Arizona v. Johnson
Following is the case brief for Arizona v. Johnson, Supreme Court of the United States, (2009)
Case summary for Arizona v. Johnson:
- Johnson was a passenger in a vehicle legally seized for a traffic stop.
- One officer developed suspicion that Johnson was carrying a gun and ordered him out of the car, where she performed a pat down (frisk). The pat down unveiled a gun.
- Johnson challenged the constitutionality of the search and the trial court found in his favor.
- The Court overturned the lower court’s ruling, stating that during a lawful traffic stop, an officer only needs a reasonable suspicion to perform a pat down on the driver or passengers of the vehicle.

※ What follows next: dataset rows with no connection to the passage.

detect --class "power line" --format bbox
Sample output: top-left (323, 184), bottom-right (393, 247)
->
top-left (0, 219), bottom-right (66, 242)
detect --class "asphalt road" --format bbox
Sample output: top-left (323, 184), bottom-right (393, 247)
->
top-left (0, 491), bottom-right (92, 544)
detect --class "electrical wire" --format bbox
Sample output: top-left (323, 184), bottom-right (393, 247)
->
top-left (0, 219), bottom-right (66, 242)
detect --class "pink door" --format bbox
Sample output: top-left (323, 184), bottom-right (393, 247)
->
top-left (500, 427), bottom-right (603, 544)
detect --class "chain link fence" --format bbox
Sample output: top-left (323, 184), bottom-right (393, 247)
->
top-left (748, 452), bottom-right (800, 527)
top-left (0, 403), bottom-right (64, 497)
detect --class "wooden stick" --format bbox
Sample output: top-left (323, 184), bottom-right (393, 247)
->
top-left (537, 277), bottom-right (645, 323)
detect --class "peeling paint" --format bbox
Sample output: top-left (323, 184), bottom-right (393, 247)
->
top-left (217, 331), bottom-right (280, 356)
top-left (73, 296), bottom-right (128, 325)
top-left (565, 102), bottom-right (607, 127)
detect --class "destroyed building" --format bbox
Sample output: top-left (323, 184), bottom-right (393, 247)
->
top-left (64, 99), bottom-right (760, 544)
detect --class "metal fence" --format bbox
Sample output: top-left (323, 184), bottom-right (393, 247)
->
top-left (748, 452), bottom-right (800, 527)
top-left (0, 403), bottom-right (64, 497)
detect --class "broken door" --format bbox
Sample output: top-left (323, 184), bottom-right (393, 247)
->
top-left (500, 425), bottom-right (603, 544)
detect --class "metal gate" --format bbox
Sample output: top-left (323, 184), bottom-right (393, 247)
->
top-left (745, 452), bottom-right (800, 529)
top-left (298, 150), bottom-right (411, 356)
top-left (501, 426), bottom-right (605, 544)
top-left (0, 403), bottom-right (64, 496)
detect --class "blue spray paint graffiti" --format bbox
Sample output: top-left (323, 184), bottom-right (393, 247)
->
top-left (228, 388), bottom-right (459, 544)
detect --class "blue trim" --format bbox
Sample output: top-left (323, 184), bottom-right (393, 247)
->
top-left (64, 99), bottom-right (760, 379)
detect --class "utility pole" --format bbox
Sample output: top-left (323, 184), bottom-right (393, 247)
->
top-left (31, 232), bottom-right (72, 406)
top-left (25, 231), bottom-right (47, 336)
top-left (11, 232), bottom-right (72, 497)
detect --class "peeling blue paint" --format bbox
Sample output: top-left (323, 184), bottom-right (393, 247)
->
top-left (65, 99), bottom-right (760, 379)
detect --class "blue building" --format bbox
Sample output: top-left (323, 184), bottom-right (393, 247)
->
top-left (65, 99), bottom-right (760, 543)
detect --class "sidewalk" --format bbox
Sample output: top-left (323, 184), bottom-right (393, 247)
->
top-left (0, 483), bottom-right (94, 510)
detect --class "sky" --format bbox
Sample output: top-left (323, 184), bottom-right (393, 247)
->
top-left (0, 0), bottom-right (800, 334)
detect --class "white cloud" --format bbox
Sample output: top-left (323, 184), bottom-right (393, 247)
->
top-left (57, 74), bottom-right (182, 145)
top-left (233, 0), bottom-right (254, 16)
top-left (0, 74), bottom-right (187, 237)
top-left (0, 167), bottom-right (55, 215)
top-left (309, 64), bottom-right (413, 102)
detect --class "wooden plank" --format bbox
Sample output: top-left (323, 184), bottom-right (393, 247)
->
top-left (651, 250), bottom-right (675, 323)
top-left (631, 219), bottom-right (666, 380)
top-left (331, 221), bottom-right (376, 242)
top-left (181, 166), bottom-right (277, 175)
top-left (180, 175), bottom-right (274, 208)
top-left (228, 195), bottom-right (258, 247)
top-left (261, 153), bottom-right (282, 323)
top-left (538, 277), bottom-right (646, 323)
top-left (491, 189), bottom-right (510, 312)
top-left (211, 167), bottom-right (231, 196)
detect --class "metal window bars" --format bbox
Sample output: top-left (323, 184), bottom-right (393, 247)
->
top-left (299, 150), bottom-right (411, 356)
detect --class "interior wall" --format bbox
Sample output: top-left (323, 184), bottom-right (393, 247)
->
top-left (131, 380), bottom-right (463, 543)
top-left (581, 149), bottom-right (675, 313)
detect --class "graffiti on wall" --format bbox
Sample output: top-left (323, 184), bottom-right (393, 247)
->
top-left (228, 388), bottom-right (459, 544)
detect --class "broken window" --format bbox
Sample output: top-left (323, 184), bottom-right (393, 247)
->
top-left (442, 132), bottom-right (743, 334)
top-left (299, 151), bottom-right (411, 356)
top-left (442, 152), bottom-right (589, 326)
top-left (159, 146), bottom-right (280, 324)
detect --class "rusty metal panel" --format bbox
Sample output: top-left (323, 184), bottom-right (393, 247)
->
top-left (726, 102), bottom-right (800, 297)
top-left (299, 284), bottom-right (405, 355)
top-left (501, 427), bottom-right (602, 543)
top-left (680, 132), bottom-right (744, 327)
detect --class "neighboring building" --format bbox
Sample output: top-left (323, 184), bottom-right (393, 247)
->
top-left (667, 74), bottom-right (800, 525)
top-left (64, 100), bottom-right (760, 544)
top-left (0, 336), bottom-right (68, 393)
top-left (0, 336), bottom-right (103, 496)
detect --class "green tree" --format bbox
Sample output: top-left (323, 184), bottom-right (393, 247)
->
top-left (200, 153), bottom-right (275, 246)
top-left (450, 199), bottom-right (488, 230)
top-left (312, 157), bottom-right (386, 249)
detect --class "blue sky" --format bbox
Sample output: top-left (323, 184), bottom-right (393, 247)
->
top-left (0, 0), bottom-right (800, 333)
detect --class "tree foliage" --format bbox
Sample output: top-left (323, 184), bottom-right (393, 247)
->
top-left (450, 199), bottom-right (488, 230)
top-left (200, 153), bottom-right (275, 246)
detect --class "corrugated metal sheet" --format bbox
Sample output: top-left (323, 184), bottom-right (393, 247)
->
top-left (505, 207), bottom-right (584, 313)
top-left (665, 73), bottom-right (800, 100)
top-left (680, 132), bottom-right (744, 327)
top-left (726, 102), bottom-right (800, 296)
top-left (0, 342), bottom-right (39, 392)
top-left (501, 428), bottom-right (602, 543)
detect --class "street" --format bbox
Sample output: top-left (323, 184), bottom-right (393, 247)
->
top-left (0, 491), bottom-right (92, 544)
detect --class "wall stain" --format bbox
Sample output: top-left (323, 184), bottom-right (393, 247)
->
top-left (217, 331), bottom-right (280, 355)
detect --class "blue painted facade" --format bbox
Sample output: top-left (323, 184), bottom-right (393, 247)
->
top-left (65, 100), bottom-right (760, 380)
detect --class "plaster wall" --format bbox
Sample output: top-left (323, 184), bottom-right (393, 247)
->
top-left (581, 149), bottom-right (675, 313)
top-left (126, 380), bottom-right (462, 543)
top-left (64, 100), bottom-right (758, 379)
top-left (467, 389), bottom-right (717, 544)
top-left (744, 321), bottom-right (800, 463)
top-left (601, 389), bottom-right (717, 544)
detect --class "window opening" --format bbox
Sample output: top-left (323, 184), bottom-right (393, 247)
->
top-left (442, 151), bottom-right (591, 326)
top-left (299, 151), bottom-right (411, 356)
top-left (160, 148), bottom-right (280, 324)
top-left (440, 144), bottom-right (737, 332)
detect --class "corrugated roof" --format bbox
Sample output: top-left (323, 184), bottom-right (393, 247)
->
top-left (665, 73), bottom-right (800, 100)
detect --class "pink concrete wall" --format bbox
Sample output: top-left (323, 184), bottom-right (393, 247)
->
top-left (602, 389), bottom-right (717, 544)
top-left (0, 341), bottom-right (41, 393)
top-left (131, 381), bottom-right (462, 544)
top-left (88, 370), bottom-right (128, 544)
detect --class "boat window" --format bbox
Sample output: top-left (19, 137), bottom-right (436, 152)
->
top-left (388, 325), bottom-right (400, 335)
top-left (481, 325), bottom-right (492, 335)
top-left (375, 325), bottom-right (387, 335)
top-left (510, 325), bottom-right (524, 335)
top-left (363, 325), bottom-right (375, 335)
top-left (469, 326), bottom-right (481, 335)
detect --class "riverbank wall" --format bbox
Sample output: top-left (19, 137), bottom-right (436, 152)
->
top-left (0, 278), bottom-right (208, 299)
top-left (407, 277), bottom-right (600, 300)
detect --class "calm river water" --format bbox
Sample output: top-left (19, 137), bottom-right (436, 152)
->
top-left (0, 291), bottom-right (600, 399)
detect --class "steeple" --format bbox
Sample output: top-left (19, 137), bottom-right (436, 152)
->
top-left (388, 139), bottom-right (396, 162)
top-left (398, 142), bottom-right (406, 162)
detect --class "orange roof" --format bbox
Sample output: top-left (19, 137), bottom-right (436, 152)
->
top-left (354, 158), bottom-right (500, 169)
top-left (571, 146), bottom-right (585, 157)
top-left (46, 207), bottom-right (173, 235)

Arizona v. Johnson Case Brief
Statement of the facts:
Once officers found out that a vehicle’s registration had been suspended, they performed a valid traffic stop. Johnson, who was riding in the car as a passenger, was asked to step outside of the vehicle. Out of fear that Johnson may have had a gun, one of the officers performed a frisk which led to the discovery of a gun. At trial, the state court found that the search was unconstitutional since the officer failed to establish a suspicion that Johnson was connected to criminal activity.
In response, the state appealed and the Supreme Court of the United States granted certiorari.
Rule of Law or Legal Principle Applied:
An officer must have a reasonable suspicion that the driver or passenger of a lawful traffic stop is armed and dangerous in order to perform a frisk.
Issue and Holding:
During a traffic stop, may an officer frisk a vehicle’s passenger based on a suspicion that the suspect upon which the frisk is performed is armed and dangerous? Yes.
The Court reversed the lower Court’s decision.
(Unanimous) During a traffic stop, an officer must establish a reasonable suspicion that the suspect is armed and dangerous in order to justify a pat down of a driver or passenger. Here, frisking Johnson was constitutional.
Officer inquiries do not terminate the lawful seizure. None of the officers indicated that Johnson was free to go or that the seizure had terminated. In addition, one of the officers established reasonable suspicion that she thought Johnson had a gun. As a result, this reasonable suspicion that Johnson was armed, developed during a lawful traffic stop makes the frisk constitutional.
This case established the foundation for performing a pat down during a traffic stop. The belief that the suspect is involved in criminal activity is not necessary. The officer must have reasonable suspicion that the suspect is armed and dangerous.